Die legitimieren sich anders, ich bin nur Fan parlamentarischer Demokratie und ein Gegner von Volksentscheiden, da, wie sich hier auch öfters zeigt, viel mit Emotionen und wenig mit Reflektion und Sachverstand hantiert wird und das halte ich für kreuzgefährlich. Und nun Schluss bevor wieder der Mob aus dem Schrank geholt wird


----------



## Professor Tinca (24. März 2019)

Kochtopf schrieb:


> ich bin nur Fan parlamentarischer Demokratie und ein Gegner von Volksentscheiden,




Kannst du ja auch sein aber deshalb bitte nicht immer gleich Andersdenkende als "dumm" bezeichnen.
Das verhindert den Dialog(oder soll ihn verhindern?).

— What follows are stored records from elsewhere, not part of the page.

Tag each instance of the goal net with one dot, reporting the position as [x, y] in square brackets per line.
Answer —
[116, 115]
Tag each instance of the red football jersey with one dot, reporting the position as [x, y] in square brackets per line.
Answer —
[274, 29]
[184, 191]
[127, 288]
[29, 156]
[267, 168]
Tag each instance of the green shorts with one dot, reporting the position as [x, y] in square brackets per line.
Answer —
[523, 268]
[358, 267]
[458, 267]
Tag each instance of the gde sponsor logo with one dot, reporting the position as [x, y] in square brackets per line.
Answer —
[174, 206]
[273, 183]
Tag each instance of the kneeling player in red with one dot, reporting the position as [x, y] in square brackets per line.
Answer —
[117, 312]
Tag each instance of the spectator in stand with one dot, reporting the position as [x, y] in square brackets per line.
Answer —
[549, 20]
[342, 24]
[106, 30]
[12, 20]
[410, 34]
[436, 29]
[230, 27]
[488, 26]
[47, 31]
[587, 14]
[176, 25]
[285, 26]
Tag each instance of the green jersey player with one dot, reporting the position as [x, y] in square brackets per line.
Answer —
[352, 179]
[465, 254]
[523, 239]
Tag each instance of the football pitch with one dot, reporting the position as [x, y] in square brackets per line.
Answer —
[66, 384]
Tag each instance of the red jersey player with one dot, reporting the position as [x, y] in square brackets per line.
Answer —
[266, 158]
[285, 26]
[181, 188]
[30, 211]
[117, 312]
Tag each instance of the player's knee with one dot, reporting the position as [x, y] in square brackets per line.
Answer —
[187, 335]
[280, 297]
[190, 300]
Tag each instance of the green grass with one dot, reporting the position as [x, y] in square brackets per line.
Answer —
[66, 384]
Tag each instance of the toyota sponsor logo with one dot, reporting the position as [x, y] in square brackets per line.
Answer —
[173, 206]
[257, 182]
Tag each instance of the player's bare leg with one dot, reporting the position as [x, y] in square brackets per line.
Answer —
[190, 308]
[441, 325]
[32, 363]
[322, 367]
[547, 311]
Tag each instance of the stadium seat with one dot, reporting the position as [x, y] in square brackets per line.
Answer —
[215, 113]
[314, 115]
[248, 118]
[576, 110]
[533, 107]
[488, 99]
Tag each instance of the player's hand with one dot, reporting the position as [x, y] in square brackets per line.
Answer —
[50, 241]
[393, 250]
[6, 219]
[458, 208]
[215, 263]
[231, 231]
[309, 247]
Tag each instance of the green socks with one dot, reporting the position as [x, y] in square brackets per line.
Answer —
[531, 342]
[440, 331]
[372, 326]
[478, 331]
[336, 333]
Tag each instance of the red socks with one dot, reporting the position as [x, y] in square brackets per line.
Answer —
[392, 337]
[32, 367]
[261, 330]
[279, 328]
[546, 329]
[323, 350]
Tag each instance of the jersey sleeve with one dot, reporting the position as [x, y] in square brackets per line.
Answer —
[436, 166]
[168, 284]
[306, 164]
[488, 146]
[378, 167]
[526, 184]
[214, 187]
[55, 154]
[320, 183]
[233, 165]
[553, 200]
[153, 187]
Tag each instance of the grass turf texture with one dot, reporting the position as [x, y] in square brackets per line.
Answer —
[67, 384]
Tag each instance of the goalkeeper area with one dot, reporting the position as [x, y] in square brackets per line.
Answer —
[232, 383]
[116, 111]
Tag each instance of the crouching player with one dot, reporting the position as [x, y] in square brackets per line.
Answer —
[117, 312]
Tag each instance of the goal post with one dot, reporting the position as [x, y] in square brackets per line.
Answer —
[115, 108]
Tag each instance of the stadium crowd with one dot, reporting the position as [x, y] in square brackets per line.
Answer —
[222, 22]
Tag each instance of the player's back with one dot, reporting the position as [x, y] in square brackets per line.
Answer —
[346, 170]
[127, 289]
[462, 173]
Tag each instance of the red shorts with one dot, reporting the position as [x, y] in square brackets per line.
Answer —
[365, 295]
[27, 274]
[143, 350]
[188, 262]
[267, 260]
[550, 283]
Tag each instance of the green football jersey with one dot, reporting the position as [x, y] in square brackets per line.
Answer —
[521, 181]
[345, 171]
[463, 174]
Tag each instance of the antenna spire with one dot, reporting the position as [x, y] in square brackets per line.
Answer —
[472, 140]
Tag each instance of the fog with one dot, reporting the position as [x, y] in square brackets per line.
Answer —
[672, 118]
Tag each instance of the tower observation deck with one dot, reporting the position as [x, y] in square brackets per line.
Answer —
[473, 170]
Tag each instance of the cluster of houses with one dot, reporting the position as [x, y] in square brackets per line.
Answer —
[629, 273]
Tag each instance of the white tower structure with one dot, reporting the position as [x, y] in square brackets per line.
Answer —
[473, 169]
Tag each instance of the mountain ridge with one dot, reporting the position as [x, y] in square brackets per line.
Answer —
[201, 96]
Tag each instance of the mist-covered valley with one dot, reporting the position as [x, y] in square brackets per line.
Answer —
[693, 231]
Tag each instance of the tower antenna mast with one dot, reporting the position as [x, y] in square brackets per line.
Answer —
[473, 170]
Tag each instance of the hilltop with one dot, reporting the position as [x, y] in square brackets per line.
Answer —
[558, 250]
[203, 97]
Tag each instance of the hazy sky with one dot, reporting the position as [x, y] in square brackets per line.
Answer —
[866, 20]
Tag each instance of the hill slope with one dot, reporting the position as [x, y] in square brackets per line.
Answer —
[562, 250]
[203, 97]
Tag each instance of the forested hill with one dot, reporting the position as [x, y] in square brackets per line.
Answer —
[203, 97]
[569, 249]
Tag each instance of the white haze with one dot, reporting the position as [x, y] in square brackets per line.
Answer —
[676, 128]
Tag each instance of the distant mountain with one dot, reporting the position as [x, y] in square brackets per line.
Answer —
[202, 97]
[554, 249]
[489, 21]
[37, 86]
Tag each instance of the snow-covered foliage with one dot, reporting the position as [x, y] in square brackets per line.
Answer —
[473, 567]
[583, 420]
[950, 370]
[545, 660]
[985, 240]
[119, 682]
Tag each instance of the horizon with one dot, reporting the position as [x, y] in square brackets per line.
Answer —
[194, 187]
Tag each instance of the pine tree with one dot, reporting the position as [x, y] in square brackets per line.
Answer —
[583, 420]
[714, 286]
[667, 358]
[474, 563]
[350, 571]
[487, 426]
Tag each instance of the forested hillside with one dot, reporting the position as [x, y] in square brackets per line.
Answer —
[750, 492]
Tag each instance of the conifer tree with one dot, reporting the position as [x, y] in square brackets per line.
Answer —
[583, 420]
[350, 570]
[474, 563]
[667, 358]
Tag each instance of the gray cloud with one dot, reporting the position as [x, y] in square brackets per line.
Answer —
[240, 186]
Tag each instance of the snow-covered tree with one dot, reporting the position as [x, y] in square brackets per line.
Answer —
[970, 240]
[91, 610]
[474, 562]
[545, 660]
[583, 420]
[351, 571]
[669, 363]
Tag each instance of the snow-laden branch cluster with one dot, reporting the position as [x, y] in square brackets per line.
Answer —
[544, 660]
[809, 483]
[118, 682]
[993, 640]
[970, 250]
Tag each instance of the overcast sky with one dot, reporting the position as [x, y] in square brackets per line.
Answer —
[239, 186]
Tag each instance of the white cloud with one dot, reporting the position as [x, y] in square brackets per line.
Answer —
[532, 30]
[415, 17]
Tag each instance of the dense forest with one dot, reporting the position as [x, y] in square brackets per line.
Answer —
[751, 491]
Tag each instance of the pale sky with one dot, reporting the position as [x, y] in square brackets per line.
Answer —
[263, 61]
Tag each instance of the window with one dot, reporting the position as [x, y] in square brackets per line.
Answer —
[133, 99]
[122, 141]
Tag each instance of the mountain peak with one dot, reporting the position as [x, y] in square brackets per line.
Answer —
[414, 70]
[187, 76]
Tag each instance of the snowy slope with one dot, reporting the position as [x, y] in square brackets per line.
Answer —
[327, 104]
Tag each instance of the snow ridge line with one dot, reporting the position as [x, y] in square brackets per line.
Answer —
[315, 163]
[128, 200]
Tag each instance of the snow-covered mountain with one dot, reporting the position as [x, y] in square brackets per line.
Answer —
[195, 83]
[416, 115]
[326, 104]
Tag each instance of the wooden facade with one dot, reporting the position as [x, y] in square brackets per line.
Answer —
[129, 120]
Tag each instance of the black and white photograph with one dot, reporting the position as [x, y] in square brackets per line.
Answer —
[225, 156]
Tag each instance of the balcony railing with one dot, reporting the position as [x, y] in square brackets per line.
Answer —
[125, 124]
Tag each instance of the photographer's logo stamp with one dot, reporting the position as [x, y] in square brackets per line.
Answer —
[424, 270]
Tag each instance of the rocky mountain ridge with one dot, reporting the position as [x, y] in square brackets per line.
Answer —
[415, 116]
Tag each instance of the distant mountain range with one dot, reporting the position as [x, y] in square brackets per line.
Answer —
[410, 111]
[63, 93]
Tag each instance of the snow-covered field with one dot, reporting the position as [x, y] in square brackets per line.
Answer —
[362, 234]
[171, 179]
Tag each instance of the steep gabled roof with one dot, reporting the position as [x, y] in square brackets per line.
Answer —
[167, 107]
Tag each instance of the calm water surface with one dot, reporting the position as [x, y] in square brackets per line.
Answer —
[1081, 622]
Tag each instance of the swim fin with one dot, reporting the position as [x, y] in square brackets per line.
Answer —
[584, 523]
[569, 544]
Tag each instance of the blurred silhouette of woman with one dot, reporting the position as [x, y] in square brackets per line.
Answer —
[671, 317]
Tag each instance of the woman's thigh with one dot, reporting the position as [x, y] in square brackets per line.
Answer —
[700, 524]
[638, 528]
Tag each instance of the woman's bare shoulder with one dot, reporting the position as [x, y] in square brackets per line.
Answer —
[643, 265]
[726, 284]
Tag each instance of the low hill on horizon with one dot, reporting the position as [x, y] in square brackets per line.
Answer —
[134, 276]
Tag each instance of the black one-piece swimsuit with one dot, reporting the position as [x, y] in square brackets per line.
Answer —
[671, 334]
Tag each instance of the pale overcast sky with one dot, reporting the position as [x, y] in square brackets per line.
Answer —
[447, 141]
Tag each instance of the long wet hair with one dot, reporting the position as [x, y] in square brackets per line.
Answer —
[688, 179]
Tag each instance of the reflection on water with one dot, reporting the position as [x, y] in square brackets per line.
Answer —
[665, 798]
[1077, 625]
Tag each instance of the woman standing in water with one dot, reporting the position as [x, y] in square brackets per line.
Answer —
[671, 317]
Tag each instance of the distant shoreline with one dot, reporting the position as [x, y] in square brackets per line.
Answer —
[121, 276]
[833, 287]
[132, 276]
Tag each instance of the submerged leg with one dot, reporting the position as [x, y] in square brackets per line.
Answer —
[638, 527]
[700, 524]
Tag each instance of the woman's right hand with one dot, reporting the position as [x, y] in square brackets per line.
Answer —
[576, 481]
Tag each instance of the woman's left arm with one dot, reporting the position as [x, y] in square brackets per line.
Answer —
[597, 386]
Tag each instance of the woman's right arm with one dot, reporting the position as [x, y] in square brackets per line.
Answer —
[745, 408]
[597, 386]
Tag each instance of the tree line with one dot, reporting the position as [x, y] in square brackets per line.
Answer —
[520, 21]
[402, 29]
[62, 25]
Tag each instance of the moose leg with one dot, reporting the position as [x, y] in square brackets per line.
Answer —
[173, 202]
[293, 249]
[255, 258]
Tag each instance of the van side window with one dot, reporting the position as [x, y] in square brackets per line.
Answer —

Es gibt nämlich auch gute Gründe für Volksabstimmungen, abseits von gegenseitigem "du-bist-du-dümmer-als-ich" Gehabe". 

Naja....genug OT für heute.


----------



## eiswerner (24. März 2019)

immernoch A


----------



## Kochtopf (24. März 2019)

Ich sagte nicht das Andersdenkende dumm sind sondern dass die dummen in der Überzahl sind, das ist ein gewaltiger Unterschied, da durchaus auch dumme Menschen meine Meinung haben können


----------



## Lengspezi (24. März 2019)

A ist richtig.


----------



## zokker (24. März 2019)

Lengspezi schrieb:


> A ist richtig.





eiswerner schrieb:


> immernoch A



Ihr habt leider verloren.

@Professor Tinca, @[URL='https://www.anglerboard.de/members/kochtopf.190770/']Kochtopf  Demokratie gibt es eh nur auch dem Dorf.[/URL]


----------



## Krautangler (24. März 2019)

Die richtige Antwort ist A


----------



## Dorschbremse (24. März 2019)

Mein Posting war auch mehr im Sinne von

-auch Mehrheiten liegen oft falsch-

gemeint 

Und ja - im Dorf passiert sowas öfters!
Ich als Zugezogener Städter hefte das meist unter "Bauernschläue" ab 

@Krautangler- die Verlosung ist bereits durch


----------



## Over (24. März 2019)

Antwort A


----------



## zokker (24. März 2019)

Dorschbremse schrieb:


> ... Und ja - im Dorf passiert sowas öfters!
> Ich als Zugezogener Städter hefte das meist unter "Bauernschläue" ab



Zitat von *Andreas Popp*
"Der Begriff kommt aus dem altgriechischem und setzt sich aus zwei Teilen zusammen: *Demos*, was übersetzt „_das Dorf_“ bedeutet (und _nicht_ das Volk, wie es oft behauptet wird). *Kratein* könnte man am besten mit „herrschen“ übersetzen. Bei einer Demokratie handelt es sich also um ein sich selbst verwaltendes Dorf. Es ist also eindeutig, dass eine Demokratie nur in _kleinen autarken_ Einheiten funktionieren kann, da es ansonsten grundsätzlich auf eine Tyrannei hinausläuft."


----------



## Minimax (24. März 2019)

Ich versteh zwar nicht viel von Politik und so, aber eins weiss ich: Fischwaagen für ALLE wären ein Schritt in die richtige Richtung. Meine Meinung.


----------



## Dorschbremse (24. März 2019)

@zokker - und dann gab es gemäß Kästner noch einen Ort namens Schilda mitsamt seiner Schildbürger, wo so einiges ad absurdum geführt worden ist


----------



## Gelöschtes Mitglied 150887 (24. März 2019)

zokker schrieb:


> Zitat von *Andreas Popp*
> "Der Begriff kommt aus dem altgriechischem und setzt sich aus zwei Teilen zusammen: *Demos*, was übersetzt „_das Dorf_“ bedeutet (und _nicht_ das Volk, wie es oft behauptet wird). *Kratein* könnte man am besten mit „herrschen“ übersetzen. Bei einer Demokratie handelt es sich also um ein sich selbst verwaltendes Dorf. Es ist also eindeutig, dass eine Demokratie nur in _kleinen autarken_ Einheiten funktionieren kann, da es ansonsten grundsätzlich auf eine Tyrannei hinausläuft."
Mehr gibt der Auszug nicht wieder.